Almost French
by Sarah Turnbull
Nicholas Brealey Publishing 2003.
Last summer I read a book about Paris written by an American. It was called C'est La Vie by Susie Gershman. Someone wrote a comment and mentioned another book called Almost French. Well its taken me a year to finally find my own copy. I have now read Almost French and I thoroughly enjoyed it.
When is an elevator not an elevator?
When it is a lift.
Nine years ago, I was perfectly comfortable calling a lift a lift. That is after all what they are. But no. Here in Canada they are not lifts. They are of course - elevators.
Sarah Turnbull is an Australian. (Immigration note - Actually Sarah was born in USA of Australian parents, but does not use her American citizenship. Technically she is required by American law to be paying portion of all her taxes to the USA for the rest of her life - no matter where in the world she lives and no matter what other citizenship she uses).
As an Australian, Sarah uses British (or Aussie) English, just like New Zealand does - NZ being my country of origin. A lift is a lift is a lift.
Now that I have been in Canada for eight years, I always use the elevator. I never use the lift. So every time I read the word lift in this book, it jarred my reading. I had to slow down and translate what a lift was. And the lift was mentioned frequently because Sarah and her boyfriend (now husband) live on the top floor of a 6 storey apartment and there is NO lift. Er - I mean no elevator!!!
The only other problem I had was that Sarah made no mention of any immigration details. One cannot just go visit France (or any country really) for a week and just decide to stay for the rest of their life, which is what she did. There is a LOT of paperwork involved in being allowed to stay. There was no mention of paperwork at all. Except right at the end for their wedding.
Other than that, this was a very readable book. Finally someone who tells it like it really is in France. The French are very fussy about clothes, about dining out, about dinner parties and about foreigners trying to pretend they are French.
As much as I love french culture, I dont think I want to live in Paris, Susie Gershman never mentioned these details. She mostly mentioned the paperwork required to do buy a house, to do home improvements (which Sarah also mentions) and to do this, that and the other. The French love their bureacracy.
I am happy that I married a French-Canadian man instead. That way I get the French language all around me, but none of the culture. And the paperwork. Oh the paperwork. We went through FIVE years of government paperwork as I applied to be a permanent resident of Canada.
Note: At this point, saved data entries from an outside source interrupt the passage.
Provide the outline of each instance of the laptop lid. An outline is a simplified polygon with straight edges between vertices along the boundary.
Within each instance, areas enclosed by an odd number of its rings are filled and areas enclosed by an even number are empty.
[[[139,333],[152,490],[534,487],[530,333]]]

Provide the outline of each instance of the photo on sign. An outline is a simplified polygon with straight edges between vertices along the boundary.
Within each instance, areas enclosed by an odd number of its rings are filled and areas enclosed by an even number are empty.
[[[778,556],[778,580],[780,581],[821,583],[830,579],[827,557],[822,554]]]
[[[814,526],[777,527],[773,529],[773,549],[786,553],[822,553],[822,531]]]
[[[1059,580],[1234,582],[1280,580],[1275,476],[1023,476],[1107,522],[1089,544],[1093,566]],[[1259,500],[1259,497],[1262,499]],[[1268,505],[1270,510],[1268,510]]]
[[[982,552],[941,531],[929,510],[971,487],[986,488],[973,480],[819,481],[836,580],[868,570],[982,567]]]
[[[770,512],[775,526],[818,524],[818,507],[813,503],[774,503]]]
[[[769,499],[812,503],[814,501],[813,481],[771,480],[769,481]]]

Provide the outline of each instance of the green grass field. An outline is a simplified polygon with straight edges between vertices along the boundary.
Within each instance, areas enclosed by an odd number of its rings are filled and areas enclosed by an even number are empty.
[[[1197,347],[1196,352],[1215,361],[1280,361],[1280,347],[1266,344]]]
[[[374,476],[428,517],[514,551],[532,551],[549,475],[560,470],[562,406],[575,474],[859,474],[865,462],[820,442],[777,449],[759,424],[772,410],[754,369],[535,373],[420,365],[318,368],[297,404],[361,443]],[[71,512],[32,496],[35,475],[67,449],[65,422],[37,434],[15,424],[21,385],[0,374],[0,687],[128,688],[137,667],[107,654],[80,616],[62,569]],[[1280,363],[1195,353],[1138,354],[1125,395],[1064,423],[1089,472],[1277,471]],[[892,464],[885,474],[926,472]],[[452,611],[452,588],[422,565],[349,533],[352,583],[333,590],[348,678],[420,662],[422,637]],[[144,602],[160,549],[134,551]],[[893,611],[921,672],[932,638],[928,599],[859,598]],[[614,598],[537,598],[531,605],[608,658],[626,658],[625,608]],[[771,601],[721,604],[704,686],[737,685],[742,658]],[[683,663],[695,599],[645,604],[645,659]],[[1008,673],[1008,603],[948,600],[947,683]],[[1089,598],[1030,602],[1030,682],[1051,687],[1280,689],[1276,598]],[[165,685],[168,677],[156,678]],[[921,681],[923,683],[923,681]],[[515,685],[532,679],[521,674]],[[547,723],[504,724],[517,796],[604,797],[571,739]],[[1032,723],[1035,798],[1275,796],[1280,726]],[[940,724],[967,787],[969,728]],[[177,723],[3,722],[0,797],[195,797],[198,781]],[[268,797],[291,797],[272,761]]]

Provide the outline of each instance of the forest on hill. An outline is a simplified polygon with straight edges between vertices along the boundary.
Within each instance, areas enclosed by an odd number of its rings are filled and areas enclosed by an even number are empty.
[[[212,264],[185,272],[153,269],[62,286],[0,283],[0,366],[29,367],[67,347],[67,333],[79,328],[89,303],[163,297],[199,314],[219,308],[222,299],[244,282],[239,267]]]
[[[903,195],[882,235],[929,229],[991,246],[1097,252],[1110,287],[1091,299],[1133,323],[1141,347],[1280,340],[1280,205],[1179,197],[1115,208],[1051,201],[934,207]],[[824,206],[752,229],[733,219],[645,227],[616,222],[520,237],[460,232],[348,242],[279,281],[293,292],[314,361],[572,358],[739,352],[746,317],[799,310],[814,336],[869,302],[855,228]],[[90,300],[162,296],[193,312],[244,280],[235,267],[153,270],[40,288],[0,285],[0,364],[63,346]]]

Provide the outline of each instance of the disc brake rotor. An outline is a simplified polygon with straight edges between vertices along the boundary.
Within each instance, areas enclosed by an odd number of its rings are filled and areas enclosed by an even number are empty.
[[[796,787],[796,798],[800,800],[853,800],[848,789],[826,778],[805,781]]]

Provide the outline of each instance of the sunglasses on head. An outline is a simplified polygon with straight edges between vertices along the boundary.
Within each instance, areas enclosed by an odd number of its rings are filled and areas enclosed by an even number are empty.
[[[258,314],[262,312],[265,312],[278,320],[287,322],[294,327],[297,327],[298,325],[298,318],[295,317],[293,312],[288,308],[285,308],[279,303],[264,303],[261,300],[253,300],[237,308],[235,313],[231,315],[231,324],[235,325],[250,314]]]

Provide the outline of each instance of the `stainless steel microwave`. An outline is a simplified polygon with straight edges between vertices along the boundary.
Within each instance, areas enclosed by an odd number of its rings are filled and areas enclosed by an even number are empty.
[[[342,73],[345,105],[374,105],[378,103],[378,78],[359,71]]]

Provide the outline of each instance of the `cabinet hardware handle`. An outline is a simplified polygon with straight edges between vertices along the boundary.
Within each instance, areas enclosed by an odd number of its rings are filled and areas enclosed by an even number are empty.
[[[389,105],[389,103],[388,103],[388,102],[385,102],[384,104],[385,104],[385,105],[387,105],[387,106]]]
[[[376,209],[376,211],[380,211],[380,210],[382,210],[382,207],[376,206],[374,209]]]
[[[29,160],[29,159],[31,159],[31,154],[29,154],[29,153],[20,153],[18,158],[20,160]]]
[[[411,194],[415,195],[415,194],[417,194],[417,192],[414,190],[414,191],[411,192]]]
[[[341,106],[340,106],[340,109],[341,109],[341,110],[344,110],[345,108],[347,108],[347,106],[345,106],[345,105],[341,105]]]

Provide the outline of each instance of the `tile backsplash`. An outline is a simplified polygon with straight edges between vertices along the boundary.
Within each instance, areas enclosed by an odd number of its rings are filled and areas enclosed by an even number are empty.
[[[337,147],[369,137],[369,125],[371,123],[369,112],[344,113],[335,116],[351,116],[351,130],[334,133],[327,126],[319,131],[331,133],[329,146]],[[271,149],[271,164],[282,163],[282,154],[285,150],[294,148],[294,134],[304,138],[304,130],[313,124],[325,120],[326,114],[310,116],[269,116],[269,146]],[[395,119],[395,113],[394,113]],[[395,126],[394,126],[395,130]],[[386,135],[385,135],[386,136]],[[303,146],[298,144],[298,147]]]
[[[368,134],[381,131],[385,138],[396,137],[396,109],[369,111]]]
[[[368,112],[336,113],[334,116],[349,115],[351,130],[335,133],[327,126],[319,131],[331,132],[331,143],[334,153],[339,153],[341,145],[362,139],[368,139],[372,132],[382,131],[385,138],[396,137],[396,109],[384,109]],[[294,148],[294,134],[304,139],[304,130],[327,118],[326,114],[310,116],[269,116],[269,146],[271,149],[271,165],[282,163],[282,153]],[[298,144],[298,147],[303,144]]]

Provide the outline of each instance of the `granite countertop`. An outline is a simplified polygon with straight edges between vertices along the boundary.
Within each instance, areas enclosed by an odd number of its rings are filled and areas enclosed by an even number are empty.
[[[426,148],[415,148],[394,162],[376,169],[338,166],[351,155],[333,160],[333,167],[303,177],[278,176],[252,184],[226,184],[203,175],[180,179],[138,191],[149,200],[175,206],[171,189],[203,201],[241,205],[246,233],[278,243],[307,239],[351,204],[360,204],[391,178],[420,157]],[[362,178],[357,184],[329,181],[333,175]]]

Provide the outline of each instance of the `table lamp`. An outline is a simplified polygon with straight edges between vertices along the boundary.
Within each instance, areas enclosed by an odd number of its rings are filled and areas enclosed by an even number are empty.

Thankfully that is all finally behind me, and I can legally APPLY to become a citizen of Canada at the end of this year - just 4 months away. But I wont be doing that because I cannot afford the $200 necessary to file the paperwork. Not while I am at school.
An update on Sarah from online says that she and her husband moved back to France in 2007 after 3 years away. They still do not have children. Just the dog, Maddie.
I read this book for the (Memoirs) In Their Shoes Challenge.